Buck comments on Jeremy Gillen’s Shortform

Buck 21 Sep 2025 16:31 UTC
2 points
2
Whatever. I don’t think that’s a very important difference, and I don’t think it’s fair to call Will’s argument a straw man based on it. I think a very small proportion of readers would confidently interpret the book’s argument the way you did.
You’re claiming that the book’s argument is only trying to apply to an extremely narrow definition of AI training. You describe it as SGD on a training set; I assume you intend to refer to things like RL on diverse environments, like how R1 was trained. If that’s what the argument is about, it’s really important for the authors to explain how that argument connects to the broader notion of training used in practice, and I don’t remember this happening. I don’t remember them talking carefully about the still broader question of “what happens when you do get to examine results and intermediate results and make adjustments based on observations?”
- Jeremy Gillen 21 Sep 2025 17:44 UTC
  23 points
  14
  Parent
  The way that the analogy interacts with other assumptions seems crucial. I don’t mean to insult Will, if it helps I also think there are a bunch of strawmen in IABIED. But I think most readers whose attention was drawn to the following quote would understand that the evolution analogy needs to be combined with the other things listed there to conclude that alignment is very difficult.

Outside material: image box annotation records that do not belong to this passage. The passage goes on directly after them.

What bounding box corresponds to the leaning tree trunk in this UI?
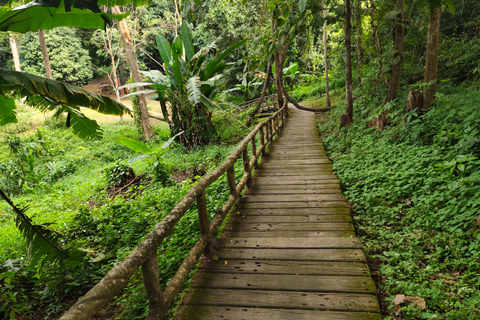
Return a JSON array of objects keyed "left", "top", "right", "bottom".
[
  {"left": 355, "top": 0, "right": 363, "bottom": 85},
  {"left": 9, "top": 33, "right": 22, "bottom": 72},
  {"left": 423, "top": 5, "right": 442, "bottom": 109},
  {"left": 38, "top": 29, "right": 53, "bottom": 79},
  {"left": 369, "top": 0, "right": 405, "bottom": 130},
  {"left": 385, "top": 0, "right": 405, "bottom": 102},
  {"left": 370, "top": 0, "right": 388, "bottom": 87},
  {"left": 112, "top": 7, "right": 153, "bottom": 139},
  {"left": 340, "top": 0, "right": 353, "bottom": 127},
  {"left": 322, "top": 1, "right": 332, "bottom": 107}
]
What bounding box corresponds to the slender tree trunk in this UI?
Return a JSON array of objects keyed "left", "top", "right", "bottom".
[
  {"left": 355, "top": 0, "right": 363, "bottom": 85},
  {"left": 340, "top": 0, "right": 353, "bottom": 127},
  {"left": 423, "top": 5, "right": 442, "bottom": 109},
  {"left": 322, "top": 1, "right": 332, "bottom": 107},
  {"left": 9, "top": 33, "right": 22, "bottom": 72},
  {"left": 370, "top": 0, "right": 388, "bottom": 87},
  {"left": 112, "top": 7, "right": 153, "bottom": 139},
  {"left": 385, "top": 0, "right": 405, "bottom": 102},
  {"left": 38, "top": 29, "right": 53, "bottom": 79}
]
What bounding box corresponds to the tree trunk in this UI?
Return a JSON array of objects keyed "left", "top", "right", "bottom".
[
  {"left": 423, "top": 5, "right": 442, "bottom": 109},
  {"left": 385, "top": 0, "right": 405, "bottom": 102},
  {"left": 340, "top": 0, "right": 353, "bottom": 127},
  {"left": 355, "top": 0, "right": 363, "bottom": 85},
  {"left": 273, "top": 51, "right": 285, "bottom": 109},
  {"left": 370, "top": 0, "right": 388, "bottom": 86},
  {"left": 112, "top": 7, "right": 153, "bottom": 139},
  {"left": 38, "top": 29, "right": 53, "bottom": 79},
  {"left": 9, "top": 33, "right": 22, "bottom": 72},
  {"left": 322, "top": 1, "right": 332, "bottom": 107}
]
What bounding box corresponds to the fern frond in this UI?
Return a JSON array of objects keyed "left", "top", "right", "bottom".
[{"left": 0, "top": 190, "right": 86, "bottom": 266}]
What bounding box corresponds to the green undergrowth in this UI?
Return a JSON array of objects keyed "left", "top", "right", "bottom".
[
  {"left": 0, "top": 111, "right": 248, "bottom": 319},
  {"left": 318, "top": 86, "right": 480, "bottom": 320}
]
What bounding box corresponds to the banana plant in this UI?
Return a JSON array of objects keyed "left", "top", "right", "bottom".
[{"left": 129, "top": 23, "right": 246, "bottom": 147}]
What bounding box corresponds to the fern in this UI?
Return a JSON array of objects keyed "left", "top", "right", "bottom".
[
  {"left": 187, "top": 77, "right": 202, "bottom": 104},
  {"left": 0, "top": 190, "right": 86, "bottom": 267}
]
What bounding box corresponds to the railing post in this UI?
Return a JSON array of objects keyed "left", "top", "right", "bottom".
[
  {"left": 251, "top": 137, "right": 258, "bottom": 169},
  {"left": 227, "top": 166, "right": 238, "bottom": 197},
  {"left": 242, "top": 148, "right": 253, "bottom": 192},
  {"left": 142, "top": 250, "right": 166, "bottom": 320},
  {"left": 197, "top": 191, "right": 210, "bottom": 234}
]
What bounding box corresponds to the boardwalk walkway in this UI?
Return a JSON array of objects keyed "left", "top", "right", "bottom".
[{"left": 179, "top": 108, "right": 381, "bottom": 320}]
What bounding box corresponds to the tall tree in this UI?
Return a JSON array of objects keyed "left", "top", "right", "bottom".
[
  {"left": 423, "top": 3, "right": 442, "bottom": 109},
  {"left": 112, "top": 6, "right": 153, "bottom": 139},
  {"left": 340, "top": 0, "right": 353, "bottom": 127},
  {"left": 9, "top": 32, "right": 22, "bottom": 72},
  {"left": 37, "top": 29, "right": 53, "bottom": 79},
  {"left": 322, "top": 1, "right": 332, "bottom": 107},
  {"left": 385, "top": 0, "right": 405, "bottom": 102},
  {"left": 355, "top": 0, "right": 363, "bottom": 85}
]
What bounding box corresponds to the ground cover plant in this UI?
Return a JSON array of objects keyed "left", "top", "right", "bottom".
[
  {"left": 318, "top": 86, "right": 480, "bottom": 319},
  {"left": 0, "top": 110, "right": 248, "bottom": 319}
]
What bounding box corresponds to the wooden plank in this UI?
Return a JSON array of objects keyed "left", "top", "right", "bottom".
[
  {"left": 180, "top": 306, "right": 382, "bottom": 320},
  {"left": 237, "top": 206, "right": 350, "bottom": 216},
  {"left": 212, "top": 238, "right": 362, "bottom": 249},
  {"left": 233, "top": 215, "right": 352, "bottom": 223},
  {"left": 190, "top": 288, "right": 378, "bottom": 312},
  {"left": 241, "top": 193, "right": 345, "bottom": 202},
  {"left": 216, "top": 248, "right": 366, "bottom": 261},
  {"left": 237, "top": 201, "right": 348, "bottom": 209},
  {"left": 253, "top": 185, "right": 342, "bottom": 195},
  {"left": 192, "top": 272, "right": 377, "bottom": 294},
  {"left": 232, "top": 219, "right": 353, "bottom": 232},
  {"left": 201, "top": 259, "right": 370, "bottom": 276},
  {"left": 226, "top": 230, "right": 355, "bottom": 238}
]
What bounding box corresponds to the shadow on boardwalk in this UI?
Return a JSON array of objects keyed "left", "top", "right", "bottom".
[{"left": 174, "top": 108, "right": 381, "bottom": 320}]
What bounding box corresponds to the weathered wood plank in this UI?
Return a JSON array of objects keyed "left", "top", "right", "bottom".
[
  {"left": 234, "top": 206, "right": 350, "bottom": 216},
  {"left": 178, "top": 306, "right": 382, "bottom": 320},
  {"left": 231, "top": 215, "right": 352, "bottom": 223},
  {"left": 238, "top": 201, "right": 348, "bottom": 209},
  {"left": 252, "top": 185, "right": 342, "bottom": 195},
  {"left": 216, "top": 248, "right": 366, "bottom": 262},
  {"left": 226, "top": 230, "right": 355, "bottom": 238},
  {"left": 201, "top": 259, "right": 370, "bottom": 276},
  {"left": 213, "top": 238, "right": 362, "bottom": 249},
  {"left": 192, "top": 272, "right": 376, "bottom": 294},
  {"left": 241, "top": 193, "right": 345, "bottom": 203},
  {"left": 232, "top": 219, "right": 353, "bottom": 232},
  {"left": 191, "top": 288, "right": 378, "bottom": 312}
]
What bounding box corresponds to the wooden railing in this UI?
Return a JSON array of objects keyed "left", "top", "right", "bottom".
[
  {"left": 60, "top": 106, "right": 287, "bottom": 320},
  {"left": 239, "top": 94, "right": 278, "bottom": 110}
]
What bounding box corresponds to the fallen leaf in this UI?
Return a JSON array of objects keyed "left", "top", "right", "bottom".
[
  {"left": 405, "top": 296, "right": 427, "bottom": 309},
  {"left": 392, "top": 294, "right": 405, "bottom": 306}
]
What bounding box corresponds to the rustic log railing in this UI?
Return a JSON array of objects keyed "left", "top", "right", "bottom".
[
  {"left": 239, "top": 94, "right": 278, "bottom": 110},
  {"left": 60, "top": 107, "right": 287, "bottom": 320}
]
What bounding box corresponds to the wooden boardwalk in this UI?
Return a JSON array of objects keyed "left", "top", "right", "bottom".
[{"left": 178, "top": 108, "right": 382, "bottom": 320}]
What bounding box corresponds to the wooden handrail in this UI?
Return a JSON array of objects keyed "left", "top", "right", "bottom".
[{"left": 60, "top": 107, "right": 287, "bottom": 320}]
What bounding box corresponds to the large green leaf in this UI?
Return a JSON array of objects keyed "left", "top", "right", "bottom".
[
  {"left": 156, "top": 34, "right": 172, "bottom": 66},
  {"left": 0, "top": 0, "right": 129, "bottom": 33},
  {"left": 181, "top": 22, "right": 195, "bottom": 62},
  {"left": 0, "top": 69, "right": 131, "bottom": 138},
  {"left": 117, "top": 137, "right": 153, "bottom": 153},
  {"left": 202, "top": 39, "right": 247, "bottom": 80}
]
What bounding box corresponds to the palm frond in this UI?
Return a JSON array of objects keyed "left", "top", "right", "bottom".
[{"left": 0, "top": 190, "right": 86, "bottom": 266}]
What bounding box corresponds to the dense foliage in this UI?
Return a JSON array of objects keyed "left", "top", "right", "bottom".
[{"left": 319, "top": 87, "right": 480, "bottom": 319}]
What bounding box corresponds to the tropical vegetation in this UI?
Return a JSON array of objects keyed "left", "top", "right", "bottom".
[{"left": 0, "top": 0, "right": 480, "bottom": 319}]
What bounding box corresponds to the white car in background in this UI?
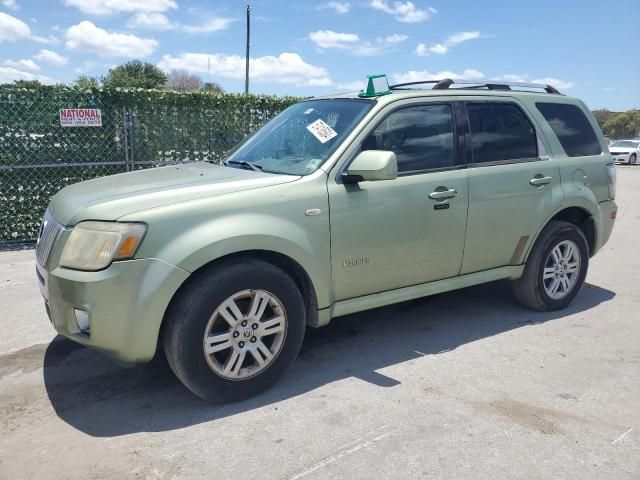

  “If all the complications were visible early, and had easy solutions, then we’d be saying that if any fool builds it, everyone dies, and that would be a different situation. But when some of the problems stay out of sight? When some complications inevitably go unforeseen? When the AIs are grown rather than crafted, and no one understands what’s going on inside of them?”
  ..
  If that’s what the argument is about, it’s really important for the authors to explain how that argument connects to the broader notion of training used in practice, and I don’t remember this happening. I don’t remember them talking carefully about the still broader question of “what happens when you do get to examine results and intermediate results and make adjustments based on observations?”
  Neither do I, but this doesn’t seem really important for a non-researcher audience. Conditional on the claims that weird goal errors are difficult to understand by examining behaviour, and interventions to patch weird goal errors often don’t generalise well. If you buy those claims, then it’s easy to extrapolate what happens when you examine results and make adjustments based on those.